Because of the feedback I got here and the number of early access requests I
decided to open a private Beta in September.

It was the best decision I’ve ever made. In the last 3 months I found too many
bugs and had incorrect assumptions. But learned so much because of all manual
validation required to deliver projects. I now understand better my target
market. Most importantly I’ve learned from actual paying customers [2].

We still don’t have the whole process 100% automated though. We are delivering
projects, on average, within 48 hours (too much time IMHO). Our goal is to
decrease the delivery time for 12 hours in the next quarter. To achieve this
we need more training data and a better human validation workflow.

Because we have more under control - but really far from knowing it all - we
are ready to launch publicly.

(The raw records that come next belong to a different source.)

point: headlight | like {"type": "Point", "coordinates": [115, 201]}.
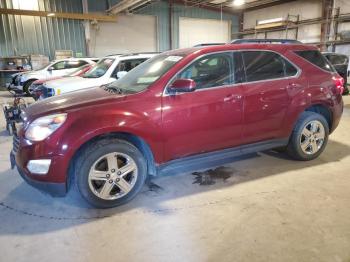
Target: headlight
{"type": "Point", "coordinates": [42, 127]}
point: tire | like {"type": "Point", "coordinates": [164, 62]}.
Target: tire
{"type": "Point", "coordinates": [106, 190]}
{"type": "Point", "coordinates": [299, 146]}
{"type": "Point", "coordinates": [9, 129]}
{"type": "Point", "coordinates": [27, 85]}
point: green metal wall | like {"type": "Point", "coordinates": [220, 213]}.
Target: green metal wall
{"type": "Point", "coordinates": [41, 35]}
{"type": "Point", "coordinates": [160, 9]}
{"type": "Point", "coordinates": [44, 35]}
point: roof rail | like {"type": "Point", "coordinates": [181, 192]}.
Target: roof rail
{"type": "Point", "coordinates": [209, 44]}
{"type": "Point", "coordinates": [266, 41]}
{"type": "Point", "coordinates": [138, 53]}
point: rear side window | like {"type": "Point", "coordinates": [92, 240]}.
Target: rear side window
{"type": "Point", "coordinates": [337, 59]}
{"type": "Point", "coordinates": [316, 58]}
{"type": "Point", "coordinates": [262, 65]}
{"type": "Point", "coordinates": [210, 71]}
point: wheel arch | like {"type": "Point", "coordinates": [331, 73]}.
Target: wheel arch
{"type": "Point", "coordinates": [137, 141]}
{"type": "Point", "coordinates": [322, 110]}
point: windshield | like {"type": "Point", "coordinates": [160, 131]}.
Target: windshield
{"type": "Point", "coordinates": [79, 70]}
{"type": "Point", "coordinates": [142, 76]}
{"type": "Point", "coordinates": [100, 68]}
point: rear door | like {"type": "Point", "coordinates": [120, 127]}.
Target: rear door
{"type": "Point", "coordinates": [208, 119]}
{"type": "Point", "coordinates": [266, 97]}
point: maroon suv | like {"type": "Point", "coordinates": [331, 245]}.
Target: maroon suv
{"type": "Point", "coordinates": [180, 111]}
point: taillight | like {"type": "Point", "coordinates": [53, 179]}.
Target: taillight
{"type": "Point", "coordinates": [339, 84]}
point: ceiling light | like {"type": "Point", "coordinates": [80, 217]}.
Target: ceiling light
{"type": "Point", "coordinates": [238, 2]}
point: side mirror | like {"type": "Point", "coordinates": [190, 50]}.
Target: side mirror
{"type": "Point", "coordinates": [120, 74]}
{"type": "Point", "coordinates": [182, 86]}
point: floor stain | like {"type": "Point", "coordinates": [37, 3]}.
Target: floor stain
{"type": "Point", "coordinates": [211, 176]}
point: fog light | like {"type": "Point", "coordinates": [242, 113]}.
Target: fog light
{"type": "Point", "coordinates": [40, 166]}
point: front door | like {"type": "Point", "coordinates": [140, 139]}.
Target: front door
{"type": "Point", "coordinates": [208, 119]}
{"type": "Point", "coordinates": [266, 97]}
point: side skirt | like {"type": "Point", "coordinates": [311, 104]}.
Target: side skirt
{"type": "Point", "coordinates": [216, 158]}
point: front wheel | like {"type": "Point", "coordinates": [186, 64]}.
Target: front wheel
{"type": "Point", "coordinates": [26, 86]}
{"type": "Point", "coordinates": [110, 173]}
{"type": "Point", "coordinates": [309, 137]}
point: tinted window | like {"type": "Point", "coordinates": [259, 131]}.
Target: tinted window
{"type": "Point", "coordinates": [316, 58]}
{"type": "Point", "coordinates": [210, 71]}
{"type": "Point", "coordinates": [290, 69]}
{"type": "Point", "coordinates": [144, 75]}
{"type": "Point", "coordinates": [337, 59]}
{"type": "Point", "coordinates": [266, 65]}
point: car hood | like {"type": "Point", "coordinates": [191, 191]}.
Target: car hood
{"type": "Point", "coordinates": [73, 83]}
{"type": "Point", "coordinates": [41, 81]}
{"type": "Point", "coordinates": [71, 101]}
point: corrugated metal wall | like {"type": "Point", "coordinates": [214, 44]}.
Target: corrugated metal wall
{"type": "Point", "coordinates": [41, 35]}
{"type": "Point", "coordinates": [160, 9]}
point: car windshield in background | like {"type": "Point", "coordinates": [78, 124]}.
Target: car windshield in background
{"type": "Point", "coordinates": [100, 68]}
{"type": "Point", "coordinates": [78, 70]}
{"type": "Point", "coordinates": [337, 59]}
{"type": "Point", "coordinates": [142, 76]}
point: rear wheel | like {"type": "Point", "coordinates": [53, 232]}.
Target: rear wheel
{"type": "Point", "coordinates": [309, 137]}
{"type": "Point", "coordinates": [110, 173]}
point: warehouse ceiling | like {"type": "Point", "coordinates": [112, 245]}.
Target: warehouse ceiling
{"type": "Point", "coordinates": [234, 6]}
{"type": "Point", "coordinates": [238, 5]}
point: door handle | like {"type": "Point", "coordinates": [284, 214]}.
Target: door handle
{"type": "Point", "coordinates": [233, 98]}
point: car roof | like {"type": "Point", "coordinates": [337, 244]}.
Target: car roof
{"type": "Point", "coordinates": [245, 46]}
{"type": "Point", "coordinates": [332, 53]}
{"type": "Point", "coordinates": [129, 56]}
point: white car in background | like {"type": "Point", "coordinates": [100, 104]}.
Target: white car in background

Zecoda it’s a payed product because:

\- We still have human validation

\- We are solving a real world problem that has intrinsic value

\- We are in the business of making our customers happy and will never ship
bad code

What we guarantee is that, if you are unhappy with the results, we'll refund
you. Hopefully we’ll be able to open a free tier in the future. Just need to
reduce human verification to the minimum.

I’d love to hear your feedback and questions. This time you can actual try it
:)

We can be more productive without repetitive tasks.

//

Sign up: [https://zecoda.com/register](https://zecoda.com/register)

Demo: [https://zecoda.com/#demo](https://zecoda.com/#demo)

Follow our journey:
[https://twitter.com/zecodahq](https://twitter.com/zecodahq)

[1]
[https://news.ycombinator.com/item?id=20624140](https://news.ycombinator.com/item?id=20624140)

[2] [https://zecoda.com/#customers](https://zecoda.com/#customers)

PS - Have a great Thanksgiving everybody!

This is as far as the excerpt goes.